I truly have no idea what you are saying (and probably not even what I am saying), but I suspect: a) You are calling IO the target category of applying the functor IO [taking a to IO a and (a->b) to (IO a -> IO b)] to Hask. b) This category is hardly bereft, nor discrete. Its morphisms are IO a -> IO b. Maybe you are thinking that it becomes an empty category after some fixed point process where you strip off the IO with repeated joins (or runIOs)? Remember there can be arbitrarily many nestings of IO, so that main :: IO (IO (IO Int)) is (a program that when run returns)^3 an Int. This is a stream with no finite least fixed point. c) What you are calling a "bereft" category is an empty category.

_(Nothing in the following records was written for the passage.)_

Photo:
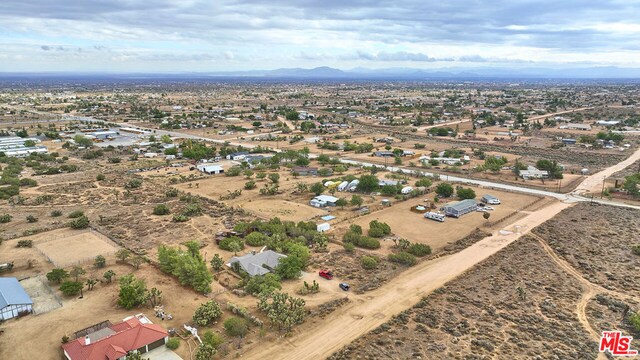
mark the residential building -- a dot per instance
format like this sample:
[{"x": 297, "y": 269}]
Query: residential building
[
  {"x": 460, "y": 208},
  {"x": 533, "y": 173},
  {"x": 305, "y": 171},
  {"x": 14, "y": 301},
  {"x": 257, "y": 263},
  {"x": 210, "y": 169},
  {"x": 323, "y": 201},
  {"x": 113, "y": 342}
]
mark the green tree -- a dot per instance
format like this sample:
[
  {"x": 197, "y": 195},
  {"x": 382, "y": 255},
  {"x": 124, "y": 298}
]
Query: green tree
[
  {"x": 100, "y": 262},
  {"x": 217, "y": 262},
  {"x": 207, "y": 313},
  {"x": 265, "y": 284},
  {"x": 282, "y": 310},
  {"x": 444, "y": 189},
  {"x": 109, "y": 275},
  {"x": 133, "y": 292}
]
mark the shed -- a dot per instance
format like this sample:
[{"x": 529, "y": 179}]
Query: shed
[
  {"x": 460, "y": 208},
  {"x": 14, "y": 300}
]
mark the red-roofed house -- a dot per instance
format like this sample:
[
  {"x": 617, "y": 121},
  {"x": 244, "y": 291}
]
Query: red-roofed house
[{"x": 113, "y": 343}]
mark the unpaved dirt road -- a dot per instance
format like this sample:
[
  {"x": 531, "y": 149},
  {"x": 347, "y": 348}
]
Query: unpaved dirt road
[{"x": 365, "y": 314}]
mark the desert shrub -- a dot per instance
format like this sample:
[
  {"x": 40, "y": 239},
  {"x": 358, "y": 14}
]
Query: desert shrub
[
  {"x": 419, "y": 250},
  {"x": 349, "y": 247},
  {"x": 236, "y": 326},
  {"x": 207, "y": 313},
  {"x": 173, "y": 343},
  {"x": 161, "y": 209},
  {"x": 180, "y": 218},
  {"x": 369, "y": 262},
  {"x": 256, "y": 239},
  {"x": 71, "y": 288},
  {"x": 133, "y": 184},
  {"x": 79, "y": 223},
  {"x": 403, "y": 258},
  {"x": 229, "y": 244},
  {"x": 171, "y": 193},
  {"x": 25, "y": 243},
  {"x": 265, "y": 284},
  {"x": 378, "y": 229},
  {"x": 76, "y": 214}
]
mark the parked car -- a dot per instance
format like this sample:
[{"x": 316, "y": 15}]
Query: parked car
[{"x": 326, "y": 274}]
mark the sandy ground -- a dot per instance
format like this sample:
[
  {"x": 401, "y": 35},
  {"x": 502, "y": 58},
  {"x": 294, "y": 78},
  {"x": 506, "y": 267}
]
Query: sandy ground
[
  {"x": 409, "y": 287},
  {"x": 86, "y": 245},
  {"x": 415, "y": 228}
]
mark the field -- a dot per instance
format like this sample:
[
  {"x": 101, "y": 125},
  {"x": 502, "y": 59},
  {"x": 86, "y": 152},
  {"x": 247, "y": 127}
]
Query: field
[
  {"x": 86, "y": 245},
  {"x": 482, "y": 315},
  {"x": 415, "y": 228}
]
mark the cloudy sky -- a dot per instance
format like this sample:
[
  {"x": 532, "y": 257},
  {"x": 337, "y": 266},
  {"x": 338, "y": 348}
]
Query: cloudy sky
[{"x": 218, "y": 35}]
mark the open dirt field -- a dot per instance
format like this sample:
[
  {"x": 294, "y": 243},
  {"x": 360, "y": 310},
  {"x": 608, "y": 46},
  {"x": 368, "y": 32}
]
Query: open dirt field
[
  {"x": 481, "y": 314},
  {"x": 596, "y": 240},
  {"x": 415, "y": 228},
  {"x": 43, "y": 297},
  {"x": 285, "y": 210},
  {"x": 67, "y": 247}
]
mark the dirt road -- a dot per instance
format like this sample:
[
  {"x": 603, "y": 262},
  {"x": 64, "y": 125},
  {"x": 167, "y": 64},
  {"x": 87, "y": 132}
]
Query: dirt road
[{"x": 378, "y": 306}]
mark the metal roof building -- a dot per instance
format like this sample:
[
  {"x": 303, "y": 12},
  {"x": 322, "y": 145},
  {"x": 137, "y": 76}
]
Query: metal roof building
[
  {"x": 13, "y": 299},
  {"x": 460, "y": 208}
]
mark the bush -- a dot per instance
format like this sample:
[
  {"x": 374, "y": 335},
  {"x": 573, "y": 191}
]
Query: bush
[
  {"x": 369, "y": 262},
  {"x": 180, "y": 218},
  {"x": 419, "y": 250},
  {"x": 256, "y": 239},
  {"x": 403, "y": 258},
  {"x": 79, "y": 223},
  {"x": 173, "y": 343},
  {"x": 76, "y": 214},
  {"x": 236, "y": 326},
  {"x": 265, "y": 284},
  {"x": 161, "y": 209},
  {"x": 228, "y": 244},
  {"x": 71, "y": 288},
  {"x": 444, "y": 190},
  {"x": 378, "y": 229},
  {"x": 349, "y": 247},
  {"x": 133, "y": 184},
  {"x": 207, "y": 313}
]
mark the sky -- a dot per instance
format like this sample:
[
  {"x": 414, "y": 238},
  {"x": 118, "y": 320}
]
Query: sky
[{"x": 174, "y": 36}]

Without (identity) morphisms, there can be no objects. There is only one such category (the empty category), so naturally any two such are isomorphic (for what it's worth, which I suspect is not much). Dan Gregg Reynolds wrote:
I'm working on a radically different way of looking at IO. Before I post it and make a fool of myself, I'd appreciate a reality check on the following points:
a) Can IO be thought of as a category? I think the answer is yes.
b) If it is a category, what are its morphisms? I think the answer is: it has no morphisms. The morphisms available are natural transformations or functors, and thus not /in/ the category. Alternatively: we have no means of directly naming its values, so the only way we can operate on its values is to use morphisms from the outside (operating on construction expressions qua morphisms.)
c) All categories with no morphisms ("bereft categories"?) are isomorphic (to each other). I think yes.